Fifteen years ago, around the time that I began working in biophysics, there were very few collaborations between physicists and cell biologists, especially if the physicists were theorists. Theory was, and still is to a good degree, a word that should be avoided in the presence of biologists. Those of us who use math and computers to try to understand how cells work tend to call ourselves modelers instead of theorists. My suspicion is that many of the first physicists and mathematicians who tried to develop models for how biology works attempted to be too abstract or too general. As physicists we like to try to find universal laws, and though there are undoubtedly general principles at play in cell biology, it is likely that there are no real universal rules. Evolution need not find only one way to do something but more often probably finds many. Rather than search out generalities, we will serve biology better if we deal with specifics. As Aharon Katchalsky, who is largely credited with bringing nonequilibrium thermodynamics to biology, purportedly said, “It is easier to make a theory of everything than a theory of something.”
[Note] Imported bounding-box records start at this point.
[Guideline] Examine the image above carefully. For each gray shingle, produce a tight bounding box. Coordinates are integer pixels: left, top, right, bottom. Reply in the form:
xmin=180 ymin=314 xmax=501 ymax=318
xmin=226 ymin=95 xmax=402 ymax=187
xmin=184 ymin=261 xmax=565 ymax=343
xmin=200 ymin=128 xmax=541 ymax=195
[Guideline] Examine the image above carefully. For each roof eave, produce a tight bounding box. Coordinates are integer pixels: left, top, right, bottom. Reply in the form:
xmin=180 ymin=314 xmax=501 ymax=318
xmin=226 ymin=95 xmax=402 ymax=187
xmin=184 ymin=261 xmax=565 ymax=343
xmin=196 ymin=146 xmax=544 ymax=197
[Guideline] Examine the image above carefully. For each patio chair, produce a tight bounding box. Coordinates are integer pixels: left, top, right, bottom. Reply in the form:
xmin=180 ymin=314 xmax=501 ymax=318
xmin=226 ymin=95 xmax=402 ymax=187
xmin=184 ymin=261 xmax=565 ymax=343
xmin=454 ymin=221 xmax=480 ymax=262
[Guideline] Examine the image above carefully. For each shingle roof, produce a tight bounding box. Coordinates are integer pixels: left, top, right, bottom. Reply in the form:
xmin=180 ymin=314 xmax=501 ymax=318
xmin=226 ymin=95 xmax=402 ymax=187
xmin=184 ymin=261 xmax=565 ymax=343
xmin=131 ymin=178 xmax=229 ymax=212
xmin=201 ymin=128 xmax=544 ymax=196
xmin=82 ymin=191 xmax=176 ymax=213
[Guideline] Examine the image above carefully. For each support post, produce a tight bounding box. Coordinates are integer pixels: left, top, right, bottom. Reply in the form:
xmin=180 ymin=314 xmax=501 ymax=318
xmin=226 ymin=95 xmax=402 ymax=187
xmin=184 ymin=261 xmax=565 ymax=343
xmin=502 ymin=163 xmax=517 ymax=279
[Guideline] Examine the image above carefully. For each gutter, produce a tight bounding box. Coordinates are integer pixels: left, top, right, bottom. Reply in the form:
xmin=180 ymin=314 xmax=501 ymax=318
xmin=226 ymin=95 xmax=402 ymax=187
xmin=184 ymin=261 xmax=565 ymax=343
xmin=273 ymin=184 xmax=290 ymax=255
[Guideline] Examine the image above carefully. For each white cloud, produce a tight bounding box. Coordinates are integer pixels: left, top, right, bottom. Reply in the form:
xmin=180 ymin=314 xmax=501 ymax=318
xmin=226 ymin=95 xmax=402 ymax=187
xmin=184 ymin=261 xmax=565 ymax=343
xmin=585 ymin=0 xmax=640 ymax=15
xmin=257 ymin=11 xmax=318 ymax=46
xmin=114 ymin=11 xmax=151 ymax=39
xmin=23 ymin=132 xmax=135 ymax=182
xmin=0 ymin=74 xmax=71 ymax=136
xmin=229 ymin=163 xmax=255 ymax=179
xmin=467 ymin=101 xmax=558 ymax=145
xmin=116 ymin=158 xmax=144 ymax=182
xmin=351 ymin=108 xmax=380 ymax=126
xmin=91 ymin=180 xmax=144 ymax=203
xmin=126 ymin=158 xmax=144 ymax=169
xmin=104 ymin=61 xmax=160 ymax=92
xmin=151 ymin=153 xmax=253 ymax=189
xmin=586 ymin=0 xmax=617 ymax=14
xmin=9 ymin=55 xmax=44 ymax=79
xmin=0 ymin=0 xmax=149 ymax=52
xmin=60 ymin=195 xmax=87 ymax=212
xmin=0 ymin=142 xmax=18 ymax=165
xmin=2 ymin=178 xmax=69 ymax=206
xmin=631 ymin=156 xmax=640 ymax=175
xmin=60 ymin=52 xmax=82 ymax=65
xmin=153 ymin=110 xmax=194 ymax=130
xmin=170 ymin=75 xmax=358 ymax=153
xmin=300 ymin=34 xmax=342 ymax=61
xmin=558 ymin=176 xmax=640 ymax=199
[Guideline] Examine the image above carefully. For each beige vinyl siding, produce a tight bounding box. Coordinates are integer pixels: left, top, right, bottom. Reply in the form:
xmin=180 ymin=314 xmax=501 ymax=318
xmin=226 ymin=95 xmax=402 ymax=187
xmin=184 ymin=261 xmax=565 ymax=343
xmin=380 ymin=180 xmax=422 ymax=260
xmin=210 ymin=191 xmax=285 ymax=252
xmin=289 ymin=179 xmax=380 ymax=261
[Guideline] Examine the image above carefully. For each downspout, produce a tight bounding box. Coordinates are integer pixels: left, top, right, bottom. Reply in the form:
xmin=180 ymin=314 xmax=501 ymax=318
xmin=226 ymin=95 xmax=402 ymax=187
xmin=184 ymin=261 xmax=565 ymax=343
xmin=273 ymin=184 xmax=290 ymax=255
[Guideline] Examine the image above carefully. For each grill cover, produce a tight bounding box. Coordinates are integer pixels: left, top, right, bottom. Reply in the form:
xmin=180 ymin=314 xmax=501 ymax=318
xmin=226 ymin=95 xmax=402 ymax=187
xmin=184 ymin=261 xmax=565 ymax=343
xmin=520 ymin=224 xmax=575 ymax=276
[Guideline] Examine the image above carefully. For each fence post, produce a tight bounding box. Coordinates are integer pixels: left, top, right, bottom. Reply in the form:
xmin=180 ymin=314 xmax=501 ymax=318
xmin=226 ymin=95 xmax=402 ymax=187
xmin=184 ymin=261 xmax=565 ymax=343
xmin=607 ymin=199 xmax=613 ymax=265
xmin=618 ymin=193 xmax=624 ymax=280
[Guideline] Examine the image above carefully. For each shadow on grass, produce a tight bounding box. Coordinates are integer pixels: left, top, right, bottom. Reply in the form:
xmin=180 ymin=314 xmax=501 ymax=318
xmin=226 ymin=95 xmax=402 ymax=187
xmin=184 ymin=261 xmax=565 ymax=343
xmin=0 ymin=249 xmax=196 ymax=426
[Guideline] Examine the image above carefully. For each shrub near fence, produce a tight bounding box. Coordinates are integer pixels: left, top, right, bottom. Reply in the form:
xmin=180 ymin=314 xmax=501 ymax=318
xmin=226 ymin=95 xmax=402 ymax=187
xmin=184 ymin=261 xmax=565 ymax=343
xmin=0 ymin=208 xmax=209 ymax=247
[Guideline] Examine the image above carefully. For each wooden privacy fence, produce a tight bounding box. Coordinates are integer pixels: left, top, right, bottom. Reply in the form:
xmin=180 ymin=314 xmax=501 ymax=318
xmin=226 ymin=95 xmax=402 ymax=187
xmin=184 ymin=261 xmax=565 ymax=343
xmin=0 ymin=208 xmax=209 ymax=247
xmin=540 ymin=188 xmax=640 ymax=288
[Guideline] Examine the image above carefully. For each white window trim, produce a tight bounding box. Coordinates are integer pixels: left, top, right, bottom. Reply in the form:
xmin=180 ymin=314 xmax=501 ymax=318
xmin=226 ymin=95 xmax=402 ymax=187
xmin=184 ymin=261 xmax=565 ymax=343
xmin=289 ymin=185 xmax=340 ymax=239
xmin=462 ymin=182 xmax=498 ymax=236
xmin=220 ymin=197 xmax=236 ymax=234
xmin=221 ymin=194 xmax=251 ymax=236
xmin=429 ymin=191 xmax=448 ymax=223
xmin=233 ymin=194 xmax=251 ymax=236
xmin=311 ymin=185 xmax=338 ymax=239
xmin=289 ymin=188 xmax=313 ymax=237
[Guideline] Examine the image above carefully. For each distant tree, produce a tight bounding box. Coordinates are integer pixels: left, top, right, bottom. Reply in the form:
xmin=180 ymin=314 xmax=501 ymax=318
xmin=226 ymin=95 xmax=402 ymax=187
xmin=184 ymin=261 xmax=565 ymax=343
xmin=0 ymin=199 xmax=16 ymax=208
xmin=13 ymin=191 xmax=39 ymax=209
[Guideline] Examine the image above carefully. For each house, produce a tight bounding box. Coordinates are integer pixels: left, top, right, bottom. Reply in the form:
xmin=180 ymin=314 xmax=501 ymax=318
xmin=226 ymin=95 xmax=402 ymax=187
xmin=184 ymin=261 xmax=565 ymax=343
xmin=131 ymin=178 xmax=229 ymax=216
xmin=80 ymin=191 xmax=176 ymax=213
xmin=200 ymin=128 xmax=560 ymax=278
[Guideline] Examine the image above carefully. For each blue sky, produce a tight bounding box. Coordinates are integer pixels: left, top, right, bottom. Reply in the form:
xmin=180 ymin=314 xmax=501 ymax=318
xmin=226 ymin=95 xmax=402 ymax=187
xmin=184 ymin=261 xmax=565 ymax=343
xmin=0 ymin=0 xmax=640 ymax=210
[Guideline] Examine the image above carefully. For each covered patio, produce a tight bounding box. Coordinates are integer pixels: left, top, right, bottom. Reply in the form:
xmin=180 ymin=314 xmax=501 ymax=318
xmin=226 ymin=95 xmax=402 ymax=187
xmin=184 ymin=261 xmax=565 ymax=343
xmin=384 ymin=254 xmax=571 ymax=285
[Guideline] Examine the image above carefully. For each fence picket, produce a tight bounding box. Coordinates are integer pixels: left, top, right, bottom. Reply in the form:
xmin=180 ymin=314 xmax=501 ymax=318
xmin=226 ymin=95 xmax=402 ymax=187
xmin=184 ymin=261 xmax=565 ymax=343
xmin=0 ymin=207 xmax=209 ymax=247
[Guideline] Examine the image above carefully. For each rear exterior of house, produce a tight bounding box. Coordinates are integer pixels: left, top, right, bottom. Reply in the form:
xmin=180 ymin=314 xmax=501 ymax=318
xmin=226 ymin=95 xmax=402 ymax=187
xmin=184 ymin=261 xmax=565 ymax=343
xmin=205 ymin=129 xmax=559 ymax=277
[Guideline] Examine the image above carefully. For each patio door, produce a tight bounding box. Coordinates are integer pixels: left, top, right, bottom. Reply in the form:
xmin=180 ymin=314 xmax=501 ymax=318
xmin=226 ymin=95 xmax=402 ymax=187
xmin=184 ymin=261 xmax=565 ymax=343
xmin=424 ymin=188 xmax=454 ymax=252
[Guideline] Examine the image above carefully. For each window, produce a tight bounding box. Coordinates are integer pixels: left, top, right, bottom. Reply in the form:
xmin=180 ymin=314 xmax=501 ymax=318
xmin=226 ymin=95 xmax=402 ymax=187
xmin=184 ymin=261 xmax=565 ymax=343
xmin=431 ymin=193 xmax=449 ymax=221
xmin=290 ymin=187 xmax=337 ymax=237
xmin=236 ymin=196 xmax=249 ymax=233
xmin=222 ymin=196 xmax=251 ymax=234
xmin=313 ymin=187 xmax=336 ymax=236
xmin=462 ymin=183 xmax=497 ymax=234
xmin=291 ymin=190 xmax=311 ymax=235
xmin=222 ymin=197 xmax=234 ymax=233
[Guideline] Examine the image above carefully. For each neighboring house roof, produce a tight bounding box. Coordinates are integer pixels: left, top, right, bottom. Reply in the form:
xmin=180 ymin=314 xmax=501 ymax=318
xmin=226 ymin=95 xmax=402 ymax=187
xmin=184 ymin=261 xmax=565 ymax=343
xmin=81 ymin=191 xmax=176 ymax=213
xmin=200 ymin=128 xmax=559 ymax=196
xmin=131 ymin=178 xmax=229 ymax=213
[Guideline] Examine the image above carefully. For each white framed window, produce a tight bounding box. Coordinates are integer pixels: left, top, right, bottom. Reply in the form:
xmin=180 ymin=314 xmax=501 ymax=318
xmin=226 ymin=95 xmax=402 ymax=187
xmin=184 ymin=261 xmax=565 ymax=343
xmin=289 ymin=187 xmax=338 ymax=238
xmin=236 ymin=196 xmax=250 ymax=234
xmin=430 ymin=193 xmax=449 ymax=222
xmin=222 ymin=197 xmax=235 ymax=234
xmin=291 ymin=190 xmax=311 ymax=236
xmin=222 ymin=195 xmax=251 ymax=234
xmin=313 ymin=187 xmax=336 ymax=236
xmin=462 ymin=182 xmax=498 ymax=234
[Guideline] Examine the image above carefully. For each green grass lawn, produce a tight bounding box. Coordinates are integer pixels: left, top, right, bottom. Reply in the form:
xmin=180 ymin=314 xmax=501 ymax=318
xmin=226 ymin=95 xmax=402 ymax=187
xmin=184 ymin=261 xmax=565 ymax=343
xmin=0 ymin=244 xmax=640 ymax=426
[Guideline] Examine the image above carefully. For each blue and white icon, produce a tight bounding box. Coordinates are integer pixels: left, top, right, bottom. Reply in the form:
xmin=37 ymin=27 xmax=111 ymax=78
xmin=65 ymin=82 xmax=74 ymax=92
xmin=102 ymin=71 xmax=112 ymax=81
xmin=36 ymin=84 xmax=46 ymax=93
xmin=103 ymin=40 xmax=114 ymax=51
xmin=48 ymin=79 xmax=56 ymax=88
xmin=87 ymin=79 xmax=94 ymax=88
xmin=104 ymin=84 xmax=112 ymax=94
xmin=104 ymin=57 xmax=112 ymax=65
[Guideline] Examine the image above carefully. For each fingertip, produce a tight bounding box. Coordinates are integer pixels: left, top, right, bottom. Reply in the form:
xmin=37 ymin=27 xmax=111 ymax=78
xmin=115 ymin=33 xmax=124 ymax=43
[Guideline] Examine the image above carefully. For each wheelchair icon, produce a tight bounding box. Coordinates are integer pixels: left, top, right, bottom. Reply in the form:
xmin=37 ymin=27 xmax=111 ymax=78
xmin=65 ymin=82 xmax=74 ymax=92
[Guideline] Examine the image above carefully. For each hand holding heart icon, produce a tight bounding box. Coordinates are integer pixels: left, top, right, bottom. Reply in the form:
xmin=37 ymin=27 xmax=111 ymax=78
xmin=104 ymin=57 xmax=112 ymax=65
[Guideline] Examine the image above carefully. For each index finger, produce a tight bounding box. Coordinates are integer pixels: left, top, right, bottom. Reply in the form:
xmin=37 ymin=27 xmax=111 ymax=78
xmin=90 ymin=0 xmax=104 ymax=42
In recent years, physicists have done a much better job at addressing specific problems in biology. However, there still remains a divide between the two communities. Indeed, good physical biology that comes out of the physics community often goes unnoticed or is under appreciated. The burden falls on us to properly convey our work so as to be accessible to biologists. We need to make conscious efforts at communication and dissemination of our results. Two useful approaches toward this end are to publish in broader audience journals that reach both communities, and for papers that contain theoretical analyses to provide a qualitative description of the modeling in the main text, while leaving the more mathematical details for the appendices or supplemental material (for further discussion of this topic, see Ref. [55]). It is also of prime importance to maintain and to forge new connections between physicists and biologists.
Wolgemuth comes closest to answering his own questions near the end of the essay, where he predicts
To be truly successful, we must provide an understanding of biology that spans the gorge from biochemistry and genetics to cellular function, and do it in such a way that our models and experiments are not only informative about physics, but directly impact biology.

Cell biology is awaiting these descriptions. And it may be that physicists are the most able to draw these connections between the protein level description of cellular biology that currently dominates and a more intuitive, yet still quantitative, description of the behavior of cells and their responses to their environments.

1 comment:

  1. I have learned that it takes a community of scientists to thoroughly investigate/understand something as complex as the interactions of cells with their environment in terms of something meaningful to offer society in the way of the prevention or 'cure' for the disease or arrhythmia associated with these interactions. I believe that we are improving at building the necessary bridges to cross from the most basic/fundamental pieces to the development of new treatments and devices used by patients doctors. No one piece is less (or more) important than the other. All are necessary. I feel that we waste time with such questions. There is So Much work to do!